China akhirnya bergabung dengan distribusi global vaksin Covid-19

KOMPAS.comCina akhirnya bergabung dengan inisiatif vaksin Covid-19 organisasi kesehatan dunia ( WHO).

Sampai disana, Cina telah menjadi negara dengan ekonomi terbesar yang berkomitmen mendukung pembelian dan distribusi vaksin virus corona adil.

Sementara itu, Amerika Serikat dan Rusia belum menunjukkan tanda-tanda akan mengikuti jejak China.

Keputusan China dibuat setelah berdiskusi dengan WHO agar vaksin Covid-19 yang diproduksi secara lokal dievaluasi untuk penggunaan internasional.

Pernyataan dari Kementerian Luar Negeri China tidak memberikan rincian tentang tingkat dukungan yang akan diberikan untuk program yang dikenal sebagai COVAX ini.

Baca juga: China menandatangani kesepakatan untuk mendistribusikan vaksin Corona ke negara-negara miskin

Namun, Presiden Xi Jinping pada Mei 2020 menjanjikan bantuan $ 2 miliar selama dua tahun ke depan untuk membantu menangani pandemi. virus corona.

“Kami mengambil langkah-langkah konkret ini untuk memastikan pemerataan vaksin, terutama di negara berkembang,” kata juru bicara Kementerian Luar Negeri China Hua Chunying dalam sebuah pernyataan yang dikutip oleh Reuters, Jumat (9/10/2020).

“Kami berharap negara-negara kaya juga ikut bergabung dan mendukung COVAX,” lanjutnya.

Inisiatif COVAX bertujuan untuk memberikan setidaknya 2 miliar dosis vaksin pada akhir 2021.

China bergabung dengan 168 negara yang telah mengumumkan partisipasi mereka dalam COVAX, termasuk 76 negara kaya dan mandiri.

Baca juga: INFOGRAFI: Pengaturan vaksin Covid-19 di Indonesia

COVAX diketuai bersama oleh GAVI Vaccine Alliance, WHO dan Coalition for Epidemic Preparedness Innovations (CEPI).

Program ini dirancang untuk mencegah nasionalisme terhadap vaksin Covid-19 dan berfokus pertama pada vaksinasi mereka yang paling berisiko di setiap negara.

Hua menjelaskan, China memiliki kapasitas produksi vaksin COVID-19 mencukupi dan memprioritaskan negara berkembang ketika vaksin sudah siap.

READ  Peneliti Harvard menemukan mengapa COVD-19 menyebabkan hilangnya penciuman

Setidaknya empat vaksin dari China saat ini sedang dalam tahap akhir uji klinis.

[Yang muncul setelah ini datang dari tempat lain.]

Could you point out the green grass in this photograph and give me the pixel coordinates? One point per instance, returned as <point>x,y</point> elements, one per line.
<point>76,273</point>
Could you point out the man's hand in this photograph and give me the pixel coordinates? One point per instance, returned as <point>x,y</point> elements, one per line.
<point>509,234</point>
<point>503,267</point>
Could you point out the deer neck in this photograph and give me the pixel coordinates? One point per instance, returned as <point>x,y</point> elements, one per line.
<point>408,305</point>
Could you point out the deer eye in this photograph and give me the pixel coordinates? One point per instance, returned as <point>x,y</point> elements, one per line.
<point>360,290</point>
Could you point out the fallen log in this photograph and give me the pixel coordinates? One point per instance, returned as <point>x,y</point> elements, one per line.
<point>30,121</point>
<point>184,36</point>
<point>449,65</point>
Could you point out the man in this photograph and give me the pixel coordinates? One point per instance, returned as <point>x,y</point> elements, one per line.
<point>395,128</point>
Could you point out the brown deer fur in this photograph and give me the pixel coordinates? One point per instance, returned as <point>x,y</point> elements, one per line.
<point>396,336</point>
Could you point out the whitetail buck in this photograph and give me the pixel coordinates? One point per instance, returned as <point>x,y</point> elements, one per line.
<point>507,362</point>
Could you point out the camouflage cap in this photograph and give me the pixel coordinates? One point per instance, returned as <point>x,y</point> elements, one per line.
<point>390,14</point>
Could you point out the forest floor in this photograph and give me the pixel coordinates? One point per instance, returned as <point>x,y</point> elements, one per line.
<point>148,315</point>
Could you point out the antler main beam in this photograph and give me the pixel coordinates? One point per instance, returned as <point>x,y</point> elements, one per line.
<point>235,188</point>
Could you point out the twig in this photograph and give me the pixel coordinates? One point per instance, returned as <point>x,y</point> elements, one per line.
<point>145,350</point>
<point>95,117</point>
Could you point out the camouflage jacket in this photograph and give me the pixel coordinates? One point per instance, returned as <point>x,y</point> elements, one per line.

Dua dikembangkan oleh China National Biotec Group (CNBG) yang didukung negara, sedangkan dua lainnya masing-masing berasal dari Sinovac Biotech dan CanSino Biologics.

Baca juga: Juru bicara gugus tugas: Vaksin Covid-19 dapat bermanfaat bagi orang usia kerja

Di masa lalu, sejarah mencatat pengalaman buruk dengan nasionalisme vaksin.

Selama pandemi influenza H1N1 2009, Amerika Serikat dan banyak negara Eropa menyumbangkan 10% dari stok vaksin mereka ke negara-negara termiskin.

Namun, sumbangan ini diberikan setelah mencukupi untuk penduduk warganya.

Karena H1N1 ternyata merupakan penyakit yang lebih ringan dan pandemi akhirnya mereda, dampak terhadap infeksi dan kematian akibat ketidakseimbangan vaksin menjadi terbatas.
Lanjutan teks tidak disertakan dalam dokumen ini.